Not gonna lie, it can be a little embarrassing to admit to not knowing something… but then you learn something new, and that’s cool. Then you’re one of the lucky 10,000.

Speaking of learning… So the PNE has a special exhibition every year, with a different theme. This year, it was “Toytopia”. Games and toys over the decades. Board games, stupid old crap simple wholesome entertainment from before Kids Today ruined everything with their indie rock and their Yu-Gi-Oh, Legos (of course), train sets, action figures—oh yeah, I remember these babies, my brothers and I had them all. That little droid in the middle, the R5-D4? I loved that thing. I didn’t care (or remember) that we only saw it for one minute in A New Hope before it got fried, that little figurine was way cooler than R2-D2 in my eyes. He’s taller and orange, what’s not to like?
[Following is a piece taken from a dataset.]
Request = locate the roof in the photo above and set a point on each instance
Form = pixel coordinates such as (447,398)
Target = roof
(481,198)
Anyway, games! The exhibit included a few old-school arcade games from when you had arcades, from when you put quarters in and games cost only one quarter. Although you didn’t put quarters into these games, that wouldn’t be any fun. I wanted to try Dig Dug or Ms Pac-Man, which I had rather enjoyed back in the day, but they were taken. So I chose Missile Command, which… I don’t think I’ve ever played before, though I’d watched it and knew the basics. It’s not too bad at first, but then gets overwhelmingly fast-paced. I wonder if there’s a way to predict where the bombs will go, just like I hear you can do in Pac-Man?

And I’ll end with a heartwarming story I only learned about from a poster: a lost cat that was returned to his human. I’d been walking around the Village looking for my daily pic and… well, there you go. I don’t know either of them, but I’m glad they’re together again.